Yes, Daddy there is a monster in the Clear Creek vortex

It was raining on Clear Creek all during a late October weekend. I didn't mind as I was at the great old cabin on two cliffs with my Dad. He was doing what he loved most, remodeling a room in the cabin. I must have been around eight and I know that even at eight, I could not get enough of those old Clear Creek cabins.

I suppose that when the large log house was built, it wasn't on two cliffs. They must have come later. The house had three rooms on the main floor and three bedrooms on the second floor. I remember that my second floor bedroom was always warm in the fall and spring because the kitchen stove pipe ran through it Both my bedroom and the living room had the same beautiful view, that of looking up the broad alfalfa fields to the larger Clear Creek Mountains.

The only thing wrong with that cabin or rather log house, were the cliffs. In addition to two cliffs going down twenty to thirty feet, even worse was that in the middle of the cliffs, a tiny pinnacle stood out. A path led down that pinnacle to the outhouse. Sit in the outhouse during a hard rainstorm and you could hear clods of dirt falling into the creek. Spooky! However, not as spooky as what happened to Dad and me that Saturday night at what was officially called the Johnson place on Clear Creek.

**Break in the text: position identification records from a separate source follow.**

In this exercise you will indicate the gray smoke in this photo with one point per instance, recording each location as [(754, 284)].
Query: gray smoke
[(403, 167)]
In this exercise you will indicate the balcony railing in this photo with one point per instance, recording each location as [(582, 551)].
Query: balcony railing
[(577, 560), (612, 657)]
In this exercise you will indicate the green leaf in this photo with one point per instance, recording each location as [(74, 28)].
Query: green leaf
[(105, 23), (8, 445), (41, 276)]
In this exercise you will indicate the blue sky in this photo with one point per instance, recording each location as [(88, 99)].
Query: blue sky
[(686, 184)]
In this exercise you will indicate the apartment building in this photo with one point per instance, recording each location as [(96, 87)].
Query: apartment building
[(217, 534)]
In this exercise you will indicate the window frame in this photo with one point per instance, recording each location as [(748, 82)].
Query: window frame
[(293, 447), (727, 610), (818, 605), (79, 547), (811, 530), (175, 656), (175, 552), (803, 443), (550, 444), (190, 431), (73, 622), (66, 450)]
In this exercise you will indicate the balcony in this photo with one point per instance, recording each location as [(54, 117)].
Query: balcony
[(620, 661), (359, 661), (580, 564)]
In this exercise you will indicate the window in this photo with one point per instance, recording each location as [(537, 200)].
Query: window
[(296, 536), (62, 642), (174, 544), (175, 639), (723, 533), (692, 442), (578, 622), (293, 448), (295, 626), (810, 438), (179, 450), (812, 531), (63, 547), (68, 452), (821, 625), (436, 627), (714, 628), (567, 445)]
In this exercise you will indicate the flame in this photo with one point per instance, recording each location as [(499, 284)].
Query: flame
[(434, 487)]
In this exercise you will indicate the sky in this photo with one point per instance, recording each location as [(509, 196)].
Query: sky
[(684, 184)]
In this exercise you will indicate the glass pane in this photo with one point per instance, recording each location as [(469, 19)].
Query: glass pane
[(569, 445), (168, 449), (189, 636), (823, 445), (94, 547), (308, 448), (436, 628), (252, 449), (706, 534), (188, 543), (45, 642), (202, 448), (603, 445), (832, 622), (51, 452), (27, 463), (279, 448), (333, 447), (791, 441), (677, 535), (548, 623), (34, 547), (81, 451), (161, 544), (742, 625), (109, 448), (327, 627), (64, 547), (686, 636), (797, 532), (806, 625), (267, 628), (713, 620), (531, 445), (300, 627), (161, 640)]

I have written before that there was a stretch of Clear Creek that was thought to be haunted. That stretch of creek was between two ranches where horrible things had happened. Dad said when he talked about that stretch of creek at all, that when he fished down there he got very depressed and felt like there was nothing left in life for him. So, he stayed away from that part of Clear Creek. He had not fished there for years.

Our two dogs of the time were there with us that weekend. There was Duffy the St. Bernard and Doxie the Dachshund. As Dad put some new paneling on the walls of the large living room, they snored quietly on one of the beds in the large room. I remember playing cars in the room all that afternoon.

Around 4pm Dad stopped his project, opened a Budweiser, looked out the huge front window up the valley and commented that there wasn't much of a view in all the rain. He had a New England boiled dinner on the old Majestic range. We ate like there was to be no tomorrow. After dinner and the dishes were done, Bee was just sitting down in the living room to listen to a football game and have a smoke when he jumped up and told me he had to go fishing! Fishing in this rain and in the dark. Who would do that? Well, my father would. He had promised Francis and Laened Black trout with their pancakes next morning when they came to breakfast.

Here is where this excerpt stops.